Ignore Error "Multiple Sequences Found With Same Name" In Clustalw
1
1
Entering edit mode
8.3 years ago
david ▴ 10

Hi,

I have a python program generating a clustalw2 alignment of about 500 sequences from a fasta file. The names of the sequences correspond to the respective organisms plus the substrate specificity of a given sequence. Therefore quite a few of these names are identical and i get the error message: "Error: Multiple sequences found with same name" and no alignment is generated. Is it possible to ignore this error without having to change all the sequence names?

Cheers David

biopython clustalw • 3.7k views
7
Entering edit mode
8.3 years ago

The names of the sequences must be unique to do alignment in ClustalW/X.

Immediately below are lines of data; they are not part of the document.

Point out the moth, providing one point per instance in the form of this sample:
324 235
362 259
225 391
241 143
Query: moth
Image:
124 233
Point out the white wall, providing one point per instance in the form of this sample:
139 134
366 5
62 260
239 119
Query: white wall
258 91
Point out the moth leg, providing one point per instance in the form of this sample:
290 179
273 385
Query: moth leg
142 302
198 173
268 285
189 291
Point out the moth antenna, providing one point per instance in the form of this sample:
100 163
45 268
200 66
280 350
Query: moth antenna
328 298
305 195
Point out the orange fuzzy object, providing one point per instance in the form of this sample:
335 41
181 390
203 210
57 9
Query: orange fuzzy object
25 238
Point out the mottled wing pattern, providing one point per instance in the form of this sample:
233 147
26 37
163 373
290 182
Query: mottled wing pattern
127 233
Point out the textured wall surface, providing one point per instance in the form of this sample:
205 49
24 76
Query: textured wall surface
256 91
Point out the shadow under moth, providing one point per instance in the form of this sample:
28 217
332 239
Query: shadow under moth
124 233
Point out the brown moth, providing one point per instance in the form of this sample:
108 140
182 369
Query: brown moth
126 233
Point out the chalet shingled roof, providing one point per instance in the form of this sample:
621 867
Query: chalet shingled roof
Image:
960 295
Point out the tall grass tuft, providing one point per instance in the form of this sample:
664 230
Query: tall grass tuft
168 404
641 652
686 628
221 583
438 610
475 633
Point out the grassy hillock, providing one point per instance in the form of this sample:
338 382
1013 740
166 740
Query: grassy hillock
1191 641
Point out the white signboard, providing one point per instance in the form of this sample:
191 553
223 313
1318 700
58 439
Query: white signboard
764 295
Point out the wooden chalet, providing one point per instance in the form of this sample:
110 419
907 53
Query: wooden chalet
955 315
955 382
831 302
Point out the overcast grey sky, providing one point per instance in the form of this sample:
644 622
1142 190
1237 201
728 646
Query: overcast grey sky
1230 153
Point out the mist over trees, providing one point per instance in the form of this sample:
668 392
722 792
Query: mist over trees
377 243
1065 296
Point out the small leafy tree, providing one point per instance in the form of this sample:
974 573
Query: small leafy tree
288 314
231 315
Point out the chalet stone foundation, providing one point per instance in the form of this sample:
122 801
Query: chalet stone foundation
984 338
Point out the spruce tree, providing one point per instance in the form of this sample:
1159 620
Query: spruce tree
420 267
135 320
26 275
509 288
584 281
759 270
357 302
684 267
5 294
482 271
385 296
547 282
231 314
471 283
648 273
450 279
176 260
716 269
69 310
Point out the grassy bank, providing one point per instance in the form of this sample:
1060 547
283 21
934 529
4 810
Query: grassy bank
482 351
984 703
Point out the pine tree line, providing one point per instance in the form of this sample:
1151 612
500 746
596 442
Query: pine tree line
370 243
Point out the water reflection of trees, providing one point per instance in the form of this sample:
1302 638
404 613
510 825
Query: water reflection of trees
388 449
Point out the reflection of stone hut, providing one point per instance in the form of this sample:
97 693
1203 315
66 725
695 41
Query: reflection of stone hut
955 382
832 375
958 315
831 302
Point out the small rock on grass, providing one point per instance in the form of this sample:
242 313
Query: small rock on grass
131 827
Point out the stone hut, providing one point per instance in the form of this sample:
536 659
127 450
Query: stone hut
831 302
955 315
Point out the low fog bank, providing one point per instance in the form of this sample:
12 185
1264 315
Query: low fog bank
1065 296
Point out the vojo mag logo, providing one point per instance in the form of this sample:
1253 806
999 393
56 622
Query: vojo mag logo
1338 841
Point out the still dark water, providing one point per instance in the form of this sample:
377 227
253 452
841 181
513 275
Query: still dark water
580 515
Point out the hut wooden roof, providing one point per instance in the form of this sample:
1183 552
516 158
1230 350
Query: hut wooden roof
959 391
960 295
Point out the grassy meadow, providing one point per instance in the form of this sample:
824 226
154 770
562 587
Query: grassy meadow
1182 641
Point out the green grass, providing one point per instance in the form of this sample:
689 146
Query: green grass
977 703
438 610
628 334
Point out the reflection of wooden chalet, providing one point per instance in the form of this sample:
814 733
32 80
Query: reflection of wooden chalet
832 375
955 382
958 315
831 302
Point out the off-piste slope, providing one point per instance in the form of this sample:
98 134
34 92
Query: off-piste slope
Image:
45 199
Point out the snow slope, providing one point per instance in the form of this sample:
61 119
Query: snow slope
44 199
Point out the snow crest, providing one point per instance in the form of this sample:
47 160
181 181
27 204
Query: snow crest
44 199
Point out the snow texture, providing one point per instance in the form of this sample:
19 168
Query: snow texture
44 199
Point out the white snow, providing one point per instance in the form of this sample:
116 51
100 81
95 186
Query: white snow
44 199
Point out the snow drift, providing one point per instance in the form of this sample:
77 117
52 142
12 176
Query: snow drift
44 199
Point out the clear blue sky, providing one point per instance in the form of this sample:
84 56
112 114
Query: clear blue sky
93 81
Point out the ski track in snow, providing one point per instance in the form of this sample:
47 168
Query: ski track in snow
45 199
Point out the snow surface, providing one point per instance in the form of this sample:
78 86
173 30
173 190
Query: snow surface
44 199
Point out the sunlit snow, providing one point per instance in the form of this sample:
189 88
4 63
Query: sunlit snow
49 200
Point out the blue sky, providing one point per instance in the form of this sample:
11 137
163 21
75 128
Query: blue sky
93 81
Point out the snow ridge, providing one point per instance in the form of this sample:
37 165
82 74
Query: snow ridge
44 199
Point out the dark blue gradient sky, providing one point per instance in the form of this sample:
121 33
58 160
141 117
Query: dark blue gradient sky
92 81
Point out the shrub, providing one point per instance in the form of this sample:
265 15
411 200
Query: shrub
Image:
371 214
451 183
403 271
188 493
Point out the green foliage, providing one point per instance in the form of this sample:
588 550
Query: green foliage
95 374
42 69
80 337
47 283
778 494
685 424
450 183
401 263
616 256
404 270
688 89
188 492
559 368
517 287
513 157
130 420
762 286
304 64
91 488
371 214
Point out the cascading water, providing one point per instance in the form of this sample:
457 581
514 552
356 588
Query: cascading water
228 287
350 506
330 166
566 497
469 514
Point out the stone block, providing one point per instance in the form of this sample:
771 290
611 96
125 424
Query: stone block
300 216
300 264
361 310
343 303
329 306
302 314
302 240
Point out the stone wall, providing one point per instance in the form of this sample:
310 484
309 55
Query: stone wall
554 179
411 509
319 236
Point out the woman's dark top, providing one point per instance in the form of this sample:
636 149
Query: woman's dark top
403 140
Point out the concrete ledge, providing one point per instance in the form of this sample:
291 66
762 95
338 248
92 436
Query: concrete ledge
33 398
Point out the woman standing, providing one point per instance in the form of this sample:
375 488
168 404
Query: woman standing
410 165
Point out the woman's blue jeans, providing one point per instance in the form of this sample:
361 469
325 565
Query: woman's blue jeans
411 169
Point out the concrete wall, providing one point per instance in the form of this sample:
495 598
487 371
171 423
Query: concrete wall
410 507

I would name your 500 sequences as numbers from 0 to 499 and store the original names in a dictionary or a list.

For example:

d = {1: 'Organism1Substrate', 2:'Organism1Substrate' , ..., 499:'Organism2Substrate'}


or:

l = ['Organism1Substrate', 'Organism1Substrate', 'Organism1Substrate', ..]


Once you performed the alignment, just replace the numbers with original names.

1
Entering edit mode

+1 for this. In the past I have just GREPed the names and added numbers or more information to make them unique, but I like this idea better.

1
Entering edit mode

Agree. Many phylogenetic programs have problems handling fancy sequence names. The horrible case is phylip format (used by RAxML etc) which allows only 10 characters per name. So I always rename the sequences as "s1", "s2", s3"... I don't recommend using 1, 2, 3... because some programs cannot handle numerical sequence names.